Private sector credit ups to favour trade

Thursday, August 18th, 2022 05:00 | By
CBK
Central Bank. PHOTO/Courtesy

Credit to the private sector more than doubled for the first time in about five years, highlighting the impact of the scrapping the law that capped interest rates in 2019, as more lenders embrace risk based lending.

Total private sector credit stood at 12.3 per cent in the first quarter of 2022 ending June, compared to 7.7 per cent witnessed in the similar period in 2021, according to CBK report on Kenya’s financial sector stability report.

Top borrowers

“Credit to the private sector recorded double digit growth for the first time in the first quarter of 2022 in close to five years.

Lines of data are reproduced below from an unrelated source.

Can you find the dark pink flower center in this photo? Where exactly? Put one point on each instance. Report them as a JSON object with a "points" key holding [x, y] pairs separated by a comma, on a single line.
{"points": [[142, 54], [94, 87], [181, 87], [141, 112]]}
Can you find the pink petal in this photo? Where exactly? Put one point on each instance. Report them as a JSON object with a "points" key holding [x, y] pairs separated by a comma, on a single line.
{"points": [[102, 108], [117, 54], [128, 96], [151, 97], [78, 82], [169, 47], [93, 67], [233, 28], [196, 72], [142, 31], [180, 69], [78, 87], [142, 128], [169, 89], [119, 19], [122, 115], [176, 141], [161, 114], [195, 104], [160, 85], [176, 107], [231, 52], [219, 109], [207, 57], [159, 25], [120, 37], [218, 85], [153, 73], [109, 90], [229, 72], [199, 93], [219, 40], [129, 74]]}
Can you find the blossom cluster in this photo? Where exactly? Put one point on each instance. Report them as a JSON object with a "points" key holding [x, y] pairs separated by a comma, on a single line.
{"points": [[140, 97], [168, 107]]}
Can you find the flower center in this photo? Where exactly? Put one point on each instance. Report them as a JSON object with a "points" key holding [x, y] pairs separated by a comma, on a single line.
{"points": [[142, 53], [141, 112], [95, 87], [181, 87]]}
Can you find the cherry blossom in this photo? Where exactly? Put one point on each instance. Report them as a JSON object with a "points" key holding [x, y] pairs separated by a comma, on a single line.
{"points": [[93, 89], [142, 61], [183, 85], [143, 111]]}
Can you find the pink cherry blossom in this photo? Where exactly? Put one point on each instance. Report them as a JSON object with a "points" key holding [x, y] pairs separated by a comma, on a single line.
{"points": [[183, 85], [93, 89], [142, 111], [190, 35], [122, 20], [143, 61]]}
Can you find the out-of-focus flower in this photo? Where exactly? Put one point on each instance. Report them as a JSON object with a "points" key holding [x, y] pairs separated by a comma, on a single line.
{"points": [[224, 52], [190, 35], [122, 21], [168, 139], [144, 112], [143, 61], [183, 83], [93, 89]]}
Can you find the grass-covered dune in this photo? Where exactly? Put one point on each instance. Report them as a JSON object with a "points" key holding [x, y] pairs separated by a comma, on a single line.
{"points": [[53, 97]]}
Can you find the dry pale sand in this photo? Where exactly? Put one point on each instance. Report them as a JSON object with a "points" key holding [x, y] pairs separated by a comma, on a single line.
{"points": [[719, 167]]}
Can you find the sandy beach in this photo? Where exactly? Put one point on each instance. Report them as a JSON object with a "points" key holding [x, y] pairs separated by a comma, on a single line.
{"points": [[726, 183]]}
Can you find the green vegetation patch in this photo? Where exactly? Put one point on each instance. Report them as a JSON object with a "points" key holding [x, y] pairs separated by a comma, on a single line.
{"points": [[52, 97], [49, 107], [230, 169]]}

This reflects change in law that reversed interest rates controls in November 2019, economic recovery following easing of Covid-19 restrictions, and conducive policy environment,” reads the latest CBK financial sector stability report.

While the regulator did not disclose the value of the loans outstanding as of June in the report, however, a separate report on credit risk assessment shows that gross loans stood at Sh3.492 trillion in June 2022, having increased by 3.3 per cent from Sh.3.382 trillion in March 2022.

At Sh3.492 trillion gross bank loans, it implies that the cumulative credit to trade sector was about Sh597 billion as of June 2022 with manufacturing and private households taking roughly Sh530 billion and Sh520 billion, respectively.

CBK said the economic sectors most attractive to lenders included manufacturing, trade, households, transport and communications, and real estate.

Trade, manufacturing, and private households  borrowed the bulk at 17.1 per cent, 15.2 per cent, and 14.9 per cent, respectively.

The scrapping of interest rates allowed banks to engage CBK on their risk-based lending model to the private sector. Although risk-based lending may raise the cost of credit for some segments and borrowers, it is aimed at boosting financial soundness of the banking sector.

Kenya Bankers Association (KBA) observes that since 2020 only six banks have received approvals to transition to a risk-based pricing environment who accounts for 27 per cent of the industry loan portfolio.

Delayed approvals of risk-based formulas has compelled most commercial banks to deepen investment in risk-free government securities through treasury bills, diverting a bigger chunk of credit that should be used in the private sector to stimulate economic recovery.

Only Equity Group has disclosed receiving such approvals while Absa, KCB and Stanbic admits being in negotiations with the CBK.

High exposure to government debt often impacts lender’s financial books, worsening their risks and making funding more expensive and difficult for the other sectors to access. Lenders’ investment in government securities rose to 204 per cent in 2021, compared to 181.7 percent in 2020 and 148 percent in 2019..

KBA last month warned that the high appetite for government paper is exposing the banks to sovereign debt and could derail private sector credit growth.